I lost about 10 or 15 pounds between sophomore and junior year in college because I was trying to work through the idea that my first boyfriend, the person I lost my virginity to, cheated on me repeatedly. I wasn’t even trying to lose weight, I was trying to not be angry. When I returned to school, I received more compliments than I ever have in my entire life. To up the ante after this rush of new-found confidence, I took speed-like diet pills, ate very little food, and ran for 60 minutes every day senior year of college. I rang in my 21st birthday weighing 108 pounds, and as someone who comfortably rests at about 120, I was so proud of that.

How rude it is to be born with this beautiful, healthy, functioning human body and to repeatedly and obsessively reject this privilege. I’m 28-years-old and I think I’m just now learning to look in the mirror and see the entire image. I don’t look at my face and then at my thighs and then at my collarbone and then at my arms and then at my hair and then back at my thighs over and over and over — I see an entire human being. I see the way all my parts move together, and it looks pretty good to me.

  • Amanda Haas

    You have pretty congratulations, not many people can say that.

    • Amanda Haas

      Pretty nice hips*** forgot that part

  • Vanessa Dominguez

    I really enjoyed this post. Thank you for sharing!

  • Sara Jean Stotts

    That last paragraph – YES!

  • Ashton Roberts

    i love this :)

  • Kerri Elizabeth

    Love this! I need to follow your example when I look in the mirror.

  • Anne Cuddy

    thank you.

  • Natalie Stenson

    Great post. x

  • Christina Sparkle

    Your hips and thighs are beautiful!

    Anyone who is remotely paranoid about their hips or thighs needs to join their local roller derby team and take a look around at the girls wearing leggings, shorts, hotpants with even bigger hips and thighs than yours. Work with what you got baby.

  • Devon Metiva

    Love.
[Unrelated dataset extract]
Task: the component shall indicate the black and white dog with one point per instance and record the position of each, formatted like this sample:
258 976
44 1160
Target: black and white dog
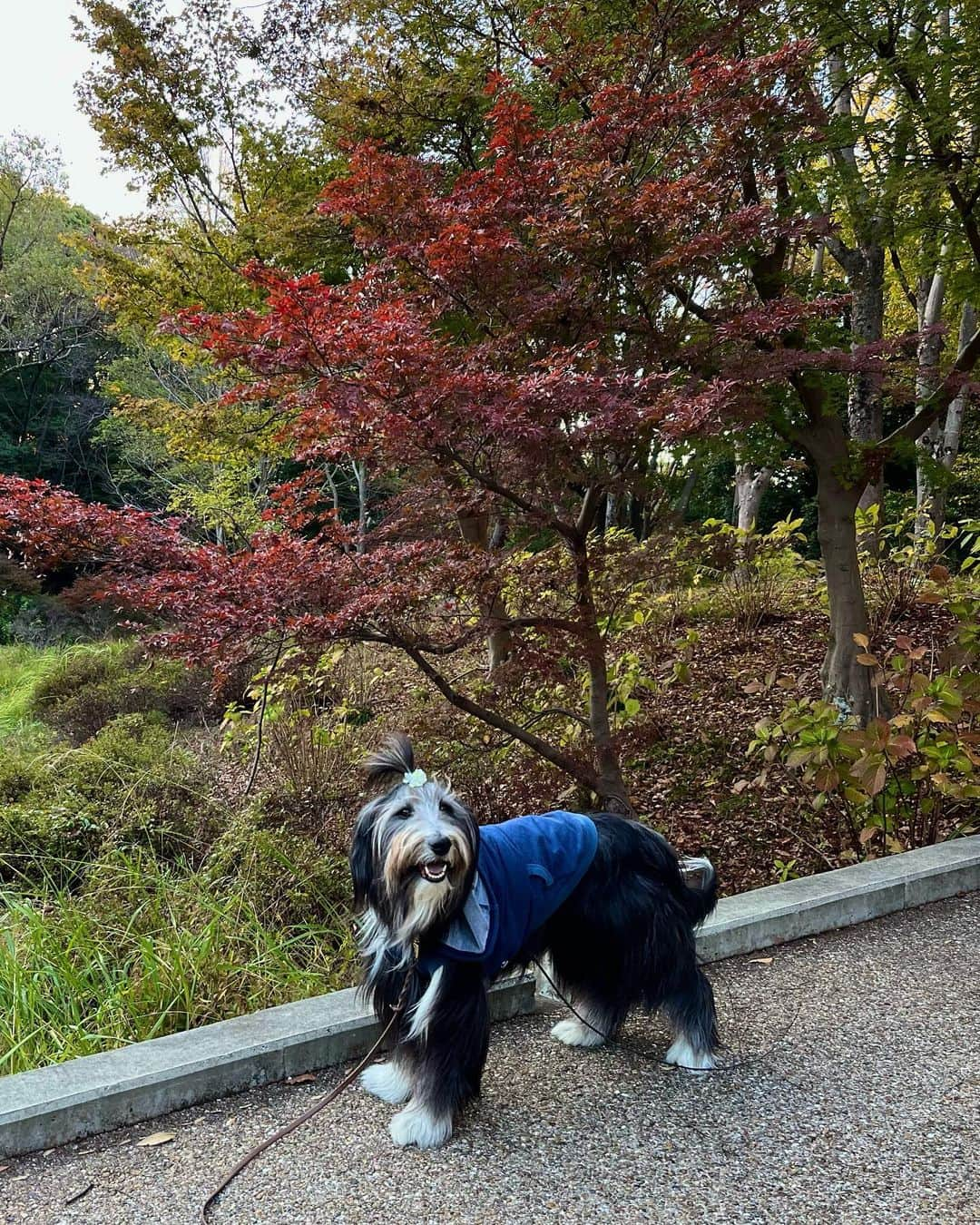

Thank you

  • Karla Denise Reyes

    I really appreciate this post.

  • Georgia Leaker

    i also wage war on my thighs (my hips, not so much) and it’s nice to know i’m not alone.
    hopefully i can learn to stop whinging about mine too!

  • Ximena Santillan Guerra

    I´m latina so having hips is SEXY

  • Heather E Kral

    It seems so many girls go through this phase. I felt like I was reading a post about myself. Though I got down to a dangerous 95 lbs. Just a few years ago I started to see an entire human being and pretty happy with it as well. :) Hopefully the girls and women who still struggle will start to see their bodies as a whole and not just focus on certain parts of themselves.

  • Rae Ghun

    I’m in this phase and this post gives me hope that I’m going to just look at myself and go, “Self! sthu about your thighs and move on. Ya guy likes’em and your kid loves to cling to them. Move on.”

  • Megan Muehl

    . I too have waged a war on my thighs and hips (mostly the rage is directed at my thighs) Through positive images and role models I found power in them and that in the end i’d rather have a butt than none at all i’d rather have a little curve to me than none at all. these little reminders help push past the insecurities that tend to creep up way to much

  • Christine Innes

    I really needed this today! Thank you :)

  • Erin Aliquo


    that is all.

  • Hannah Marie Seeger

    Thanks for this post, it also helps to have a boyfriend who is an “ass man” haha i got a big butt and was always a little embarrassed but I’m going strong for 5 years with my boyfriend and he loves my hips, thighs, and butt. I have never been more confident and felt better about myself before being with him. I love him, and my thighs haha =D

  • Cynthia Van Kleeck

    If you really want to love them, start belly dancing. Seriously, nothing is more coveted or beautiful in belly dance than full hips and thighs, and they are literally used to make music with coin belts. It took me awhile to realize that shimmies were all about letting all of the stuff that jiggles that we hate on our butts just move and relax and be feminine. :)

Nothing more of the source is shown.